November 27, 2013

Letters to the Editor: Nov. 27, 2013

Swimmers’ demeanor

TO THE EDITOR: My daughter, while a student at Saranac Central, just finished her fifth year as a varsity swimmer for the Peru swim team.

During this time, she had the privilege of swimming against the young ladies on the Moriah swim team.

We have watched the members of this team for the last five years, and they are the epitome of what good sports are and should be. They never won a single meet during this time, but they unfailingly cheered on their teammates and the other swimmers, and they celebrated every race.

At sectionals this year, Brooke Dever placed second in the backstroke, and there were tears shed. The tears were not because she didn’t win, but rather because second at sectionals was her highest achievement and because she had a huge personal best. These were tears of celebration rather than disappointment. 

These swimmers were frequently overlooked, and they deserve to be recognized for their efforts and more importantly for their positive attitude. These young ladies have been a joy to watch and get to know these last five years, and my daughter and I will miss them. Go Mortar! Go Vikings!




Phys ed teachers

TO THE EDITOR: As the first quarter of the school year winds down, parents will be invited to pick up their children’s report cards and meet with teachers. 

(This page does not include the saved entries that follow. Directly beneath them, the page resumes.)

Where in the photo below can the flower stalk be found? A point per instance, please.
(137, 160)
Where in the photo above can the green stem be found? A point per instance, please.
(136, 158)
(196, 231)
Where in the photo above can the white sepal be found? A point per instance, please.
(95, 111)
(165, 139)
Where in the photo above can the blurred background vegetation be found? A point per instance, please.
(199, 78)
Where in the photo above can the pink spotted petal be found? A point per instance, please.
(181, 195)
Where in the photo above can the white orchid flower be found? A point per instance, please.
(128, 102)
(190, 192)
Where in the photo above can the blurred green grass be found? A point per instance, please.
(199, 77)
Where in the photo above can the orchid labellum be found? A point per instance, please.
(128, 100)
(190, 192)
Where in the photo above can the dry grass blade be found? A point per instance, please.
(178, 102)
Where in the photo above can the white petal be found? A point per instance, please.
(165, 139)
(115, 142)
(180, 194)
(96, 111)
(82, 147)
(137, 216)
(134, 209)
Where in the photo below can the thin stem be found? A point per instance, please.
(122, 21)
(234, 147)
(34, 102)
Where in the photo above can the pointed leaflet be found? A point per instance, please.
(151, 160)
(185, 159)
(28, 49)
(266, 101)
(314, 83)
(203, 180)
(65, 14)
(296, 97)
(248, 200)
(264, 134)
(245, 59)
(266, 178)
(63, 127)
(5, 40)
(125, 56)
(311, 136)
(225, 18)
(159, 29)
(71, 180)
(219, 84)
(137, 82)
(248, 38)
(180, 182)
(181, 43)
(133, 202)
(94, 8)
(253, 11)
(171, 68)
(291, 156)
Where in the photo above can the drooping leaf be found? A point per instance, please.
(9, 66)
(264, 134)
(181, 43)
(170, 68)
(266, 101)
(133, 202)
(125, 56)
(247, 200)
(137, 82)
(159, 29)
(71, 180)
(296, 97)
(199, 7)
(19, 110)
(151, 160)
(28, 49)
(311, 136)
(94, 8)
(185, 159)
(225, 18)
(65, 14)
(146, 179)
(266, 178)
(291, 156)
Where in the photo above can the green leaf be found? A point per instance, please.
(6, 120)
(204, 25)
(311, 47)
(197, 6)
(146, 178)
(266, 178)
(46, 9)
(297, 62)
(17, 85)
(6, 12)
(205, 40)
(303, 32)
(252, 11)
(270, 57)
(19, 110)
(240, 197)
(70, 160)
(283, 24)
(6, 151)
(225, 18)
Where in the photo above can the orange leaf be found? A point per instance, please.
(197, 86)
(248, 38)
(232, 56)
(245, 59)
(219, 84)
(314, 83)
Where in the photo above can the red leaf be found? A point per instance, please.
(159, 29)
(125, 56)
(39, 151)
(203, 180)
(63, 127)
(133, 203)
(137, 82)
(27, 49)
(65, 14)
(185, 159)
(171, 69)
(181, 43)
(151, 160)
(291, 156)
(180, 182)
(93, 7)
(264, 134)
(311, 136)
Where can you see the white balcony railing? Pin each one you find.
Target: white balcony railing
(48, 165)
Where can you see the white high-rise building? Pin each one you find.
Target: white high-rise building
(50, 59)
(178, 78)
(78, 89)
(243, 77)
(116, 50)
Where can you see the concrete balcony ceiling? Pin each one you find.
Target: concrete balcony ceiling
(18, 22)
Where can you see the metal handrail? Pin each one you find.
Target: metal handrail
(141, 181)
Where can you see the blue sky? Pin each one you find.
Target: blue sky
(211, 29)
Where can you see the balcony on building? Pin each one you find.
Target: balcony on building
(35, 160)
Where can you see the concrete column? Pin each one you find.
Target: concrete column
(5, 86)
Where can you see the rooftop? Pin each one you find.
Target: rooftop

During this visit, don’t forget to stop in and say hello to your child’s physical education teacher. Physical education is an important part of your child’s education and well-being.

Opportunities to be physically active during the school day contribute to your child’s academic success. A study by the Centers for Disease Control showed that students who earn high grades are twice as likely to get regular physical activity compared to students who earn low grades; and strong evidence suggests that children who participate in daily physical education have better school attendance, a more positive attitude toward school, stronger academic achievement, increased concentration, improved math, reading and writing test scores, and less disruptive behavior.